6.02. Successors and Assigns; Binding Effect. This Agreement will be binding upon and inure to the benefit of the Company and its successors and assigns, and the
Consultant, and his heirs and administrators. The Company may assign this Agreement to any corporation which is in a consolidated group with the Company or which acquires the Company.
6.03. Waiver and Severability. The waiver by either party of a breach of any terms or conditions of this Agreement shall not operate or be construed as a waiver of any subsequent breach by such party. In the event that any one or more of the provisions of this Agreement shall be declared to be illegal or unenforceable under any law, rule or regulation of any government having jurisdiction over the parties hereto, such illegality or unenforceability shall not affect the validity and enforceability of the other provisions of this Agreement.
6.04. Heading; Interpretations. The headings and captions used in this Agreement are for convenience only and shall not be construed in interpreting this Agreement.
6.05. Governing Law. All matters concerning the validity and interpretation of and performance under this Agreement shall be governed by the laws of the State of New York without regard to the conflicts of law principles thereof.
6.06. Counterparts. This Agreement may be executed in counterparts, each of which shall be deemed an original, and all of which shall constitute a single instrument.
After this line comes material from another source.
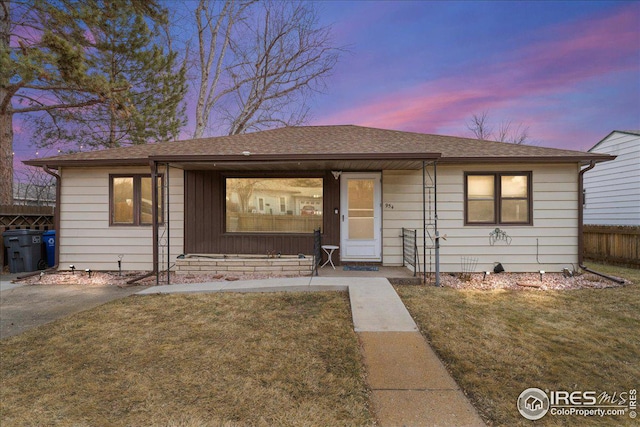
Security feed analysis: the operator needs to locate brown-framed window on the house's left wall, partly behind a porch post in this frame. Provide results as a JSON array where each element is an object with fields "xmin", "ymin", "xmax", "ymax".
[{"xmin": 109, "ymin": 175, "xmax": 164, "ymax": 225}]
IN WITNESS WHEREOF, the parties hereto have executed this Agreement as of the date first above written.
|By:||/s/ Rina S. Kurz|
|Rina S. Kurz|
|Angion Biomedica Corp|
|By||/s/ Bruce Rich|
January 1st 2009 Addendum to the January 1st 2005 Consulting
Agreement between Rina Kurz & Angion Biomedica Corp
WHEREAS, the Consultant desires to continue to provide consulting services and related services described in the initial agreement dated 1st of January, 2005 to the Company and
WHEREAS, the Company desires to continue to retain the Consultant, and the Consultant desires to be retained by the Company to perform the services described in the initial consulting agreement under the same conditions contained in the initial consulting agreement.
NOW, THEREFORE, the parties agree to increase the annual compensation cap to $98,000 instead of $70,000 (Section 3.01 of the consulting agreement).
All other terms and conditions remain unchanged as per the initial January 1st, 2005 consulting agreement.